The two-part, four-hour-long documentary, chronicling sexual abuse allegations against Jackson from Wade Robson and James Safechuck, made its broadcast premiere on Sunday
Sales for Jackson’s albums and songs as a whole, including both his solo work and his time with Jackson 5 and The Jacksons, dropped 4 percent in the wake of Sunday’s premiere, while his combined sales for March 3-5 also dropped from the previous week, according to The Hollywood Reporter.
In addition, on-demand audio and video streams dropped by 5 percent, with radio airplay falling to 13 percent, the outlet reported.
There was also a noticeable decrease in playing time for Jackson’s songs on Tuesday — the day after the second part of the bombshell documentary aired — in comparison to Sunday, before it had been shown on television.
Not everything dropped, however, as Jackson’s song sales did increase by 6 percent, going from a total of 6,000 to 7,000, according to THR.
Leaving Neverland chronicles allegations from two men, Wade Robson and James Safechuck, who both claim Jackson befriended them when they were children and that their relationships quickly turned sexual.
Safechuck, who met Jackson when he was cast in the star’s 1986 Pepsi commercial, claims Jackson taught him how to masturbate, while Robson, who met Jackson when he was just 5 years old, says the star performed oral sex on him and kissed him.
“You and I were brought together by God. We were meant to be together,” Robson claims Jackson told him. “This is how we show love.”
Both men allege they were instructed by the star to cover their tracks, with Robson claiming Jackson told him they would “go to jail for the rest of our lives” if anyone found out about their alleged sexual encounters.
Jackson’s family has repeatedly denied all allegations put forth in Leaving Neverland, and said in a January statement the film was “another rehash of dated and discredited allegations,” calling it “yet another lurid production in an outrageous and pathetic attempt to exploit and cash in on Michael Jackson.”
Two co-executors of the singer’s estate and Optimum Productions also sued HBO and its parent company, Time Warner, for $100 million in February, claiming that the network’s decision to air Leaving Neverland violated a non-disparagement clause, according to court documents obtained by PEOPLE.
In a statement obtained by PEOPLE, HBO responded: “Despite the desperate lengths taken to undermine the film, our plans remain unchanged. HBO will move forward with the airing of Leaving Neverland. … This will allow everyone the opportunity to assess the film and the claims in it for themselves.”

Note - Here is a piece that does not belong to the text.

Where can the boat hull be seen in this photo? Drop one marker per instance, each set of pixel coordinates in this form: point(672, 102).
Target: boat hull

Meanwhile, since the two-part documentary film made its television premiere, other Jackson boycotts have begun, including a decision by Canadian radio stations to delete Jackson’s songs from their rotation.

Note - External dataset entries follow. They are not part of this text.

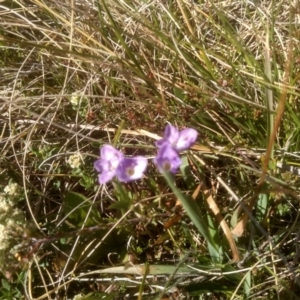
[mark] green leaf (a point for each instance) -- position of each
(261, 206)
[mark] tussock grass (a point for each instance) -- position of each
(76, 75)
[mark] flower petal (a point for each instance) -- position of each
(131, 168)
(187, 138)
(106, 176)
(167, 159)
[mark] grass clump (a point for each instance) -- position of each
(78, 75)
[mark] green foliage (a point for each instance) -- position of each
(115, 72)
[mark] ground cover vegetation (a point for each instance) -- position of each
(129, 77)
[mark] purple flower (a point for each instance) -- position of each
(178, 140)
(113, 163)
(131, 168)
(108, 163)
(167, 159)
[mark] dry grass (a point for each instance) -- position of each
(75, 75)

A 1991 episode of The Simpsons featuring the voice of the late singer is also being pulled from its archives, including all re-runs, streaming platforms, and even upcoming DVD/Blu-ray box sets, The Wall Street Journal reported.
“It feels clearly the only choice to make,” executive producer James L. Brooks told the outlet. “The guys I work with — where we spend our lives arguing over jokes — we’re of one mind on this.”
Jackson’s music is not the only thing of his to decline in the wake of the allegations.
Neverland Ranch, the 2,700 acre property where the pop star lived for 15 years is currently on the market, and the realtor’s description of the property, which has been renamed Sycamore Valley Ranch includes features like a fire department building, a swimming pool, basketball and tennis courts, game rooms, a zoo, and multiple guesthouses.
Jackson’s famous private amusement park, which featured a Ferris wheel, carousel, roller coaster and an arcade, has been removed.
Despite the attractive features and land, it has struggled to sell on the market following Jackson’s death.
Jackson purchased the home in 1987 for $19.5 million. It’s now co-owned by the singer’s estate and fund management company Colony Capital. It was listed for sale six years after his death for $100 million in 2015. The price has since been lowered by 70 percent (or about $70 million) to $31 million. The most recent reduction comes amid the legal battle with the HBO filmmakers.
Jackson was 50 years old when he was found dead on June 25, 2009, in his L.A. mansion.
Leaving Neverland is now available on HBO.